Sekarang saatnya diskusi kelas singkat untuk menguji pemahaman Anda dengan kasus nyata di sekitar Anda sendiri, bukan contoh dari slide. Silakan berpasangan dengan teman di sebelah Anda, dan dalam waktu lima menit, pilih satu usaha mikro, kecil, atau menengah yang Anda kenal — bisa warung makan langganan Anda, toko kelontong dekat kos, atau usaha keluarga Anda sendiri. Jawab tiga pertanyaan ini bersama: pertama, di mana posisi usaha itu pada spektrum kematangan digital yang kita bahas tadi; kedua, dari empat pilar strategi digital, pilar mana yang paling lemah pada usaha tersebut; dan ketiga, satu langkah kecil dan realistis apa yang bisa dicoba usaha itu minggu ini juga, bukan proyek besar bertahun-tahun. Setelah lima menit, saya akan meminta dua sampai tiga pasangan untuk berbagi jawabannya secara singkat di depan kelas. Latihan ini melatih Anda menerapkan kerangka konseptual hari ini pada situasi konkret, bukan sekadar menghafalnya. Rangkuman & Persiapan Minggu Depan Bisnis digital = teknologi sebagai inti nilai, bukan tempelan 4 karakteristik ekonomi digital: skalabilitas, network effect, data, winner-take-most 4 pilar strategi digital: model bisnis, konsumen, operasi, organisasi 3 pendorong transformasi: perilaku konsumen, kompetisi, teknologi Tugas Sebelum P2
1
studi kasus singkat
Baca ringkas transisi model bisnis 1 perusahaan Indonesia (mis. Ramayana, Kompas Gramedia, atau Blue Bird) dari konvensional ke digital. Bawa 3 poin observasi ke pertemuan berikutnya (Model Bisnis & Transisi Layanan Digital).

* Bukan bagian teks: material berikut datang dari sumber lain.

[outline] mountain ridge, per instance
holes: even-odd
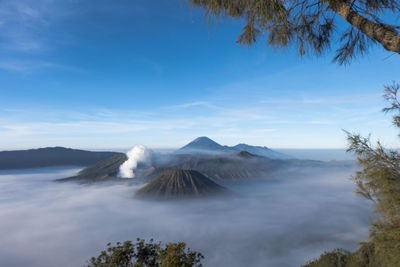
[[[0,170],[52,166],[89,166],[121,153],[93,152],[61,146],[0,151]]]
[[[235,146],[223,146],[207,136],[201,136],[179,148],[175,154],[213,154],[213,153],[235,153],[245,151],[253,155],[268,157],[271,159],[293,159],[293,157],[272,150],[266,146],[252,146],[248,144],[237,144]]]

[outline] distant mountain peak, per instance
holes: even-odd
[[[221,153],[229,151],[228,147],[218,144],[207,136],[201,136],[180,148],[176,153]]]
[[[243,157],[243,158],[253,158],[253,157],[257,157],[257,155],[251,154],[247,151],[240,151],[240,152],[236,152],[235,155],[239,156],[239,157]]]
[[[210,139],[207,136],[201,136],[194,139],[189,144],[175,151],[176,154],[212,154],[212,153],[235,153],[246,151],[252,155],[267,157],[271,159],[289,159],[292,158],[283,153],[274,151],[266,146],[251,146],[248,144],[238,144],[235,146],[223,146]],[[244,156],[244,155],[242,155]],[[248,156],[248,155],[247,155]]]
[[[214,140],[212,140],[211,138],[207,137],[207,136],[200,136],[197,137],[196,139],[194,139],[192,142],[190,142],[189,144],[195,144],[195,143],[210,143],[210,144],[217,144],[219,145],[217,142],[215,142]]]

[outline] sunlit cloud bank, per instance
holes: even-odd
[[[240,197],[184,203],[134,199],[137,186],[81,186],[52,179],[77,169],[0,174],[1,266],[82,266],[107,242],[185,241],[205,266],[299,266],[367,238],[370,206],[352,170],[307,171],[231,187]]]

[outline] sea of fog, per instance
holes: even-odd
[[[371,204],[353,169],[301,170],[237,184],[238,196],[182,202],[133,198],[133,185],[55,183],[77,168],[0,172],[0,266],[83,266],[108,242],[185,241],[204,266],[300,266],[367,239]]]

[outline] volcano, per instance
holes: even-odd
[[[194,170],[167,170],[136,195],[157,200],[202,198],[228,194],[229,190]]]

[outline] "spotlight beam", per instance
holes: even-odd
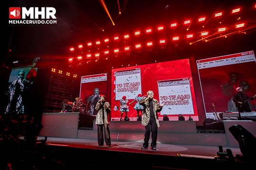
[[[109,10],[108,10],[108,8],[107,8],[107,6],[106,6],[106,4],[105,3],[104,0],[99,0],[99,1],[100,1],[100,3],[101,3],[101,6],[103,8],[104,10],[105,10],[105,11],[106,11],[106,13],[107,13],[107,14],[108,14],[108,15],[109,16],[109,17],[110,17],[110,19],[112,21],[112,23],[113,24],[113,25],[114,26],[115,24],[114,23],[114,22],[113,22],[113,20],[112,20],[112,18],[111,18],[110,13],[109,12]]]
[[[119,6],[119,0],[118,0],[118,8],[119,9],[119,14],[121,14],[121,11],[120,11],[120,6]]]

Sebelum kita menutup pertemuan pertama ini, mari rangkum apa yang sudah kita bangun bersama hari ini. Kita mulai dengan mendefinisikan bisnis digital secara ketat, bukan sekadar punya website, melainkan ketika teknologi digital menjadi inti penciptaan nilai perusahaan. Kita lanjutkan dengan empat karakteristik ekonomi digital yang membuat logikanya berbeda dari bisnis konvensional: skalabilitas, efek jaringan, data sebagai aset, dan kecenderungan pasar dikuasai satu-dua pemain besar. Kita juga memperkenalkan empat pilar strategi digital yang akan menjadi kerangka sepanjang semester, serta tiga kekuatan yang mendorong transformasi ini menjadi keharusan, bukan pilihan. Untuk pertemuan kedua nanti, tolong siapkan diri dengan membaca ringkas bagaimana satu perusahaan Indonesia — misalnya Ramayana, Kompas Gramedia, atau Blue Bird — bertransisi dari model bisnis konvensional ke digital, dan bawa tiga poin observasi Anda ke kelas. Kita akan memakainya sebagai bahan diskusi saat membahas model bisnis dan transisi layanan digital. Sampai jumpa di pertemuan berikutnya, dan Terima Kasih atas partisipasi aktif Anda hari ini.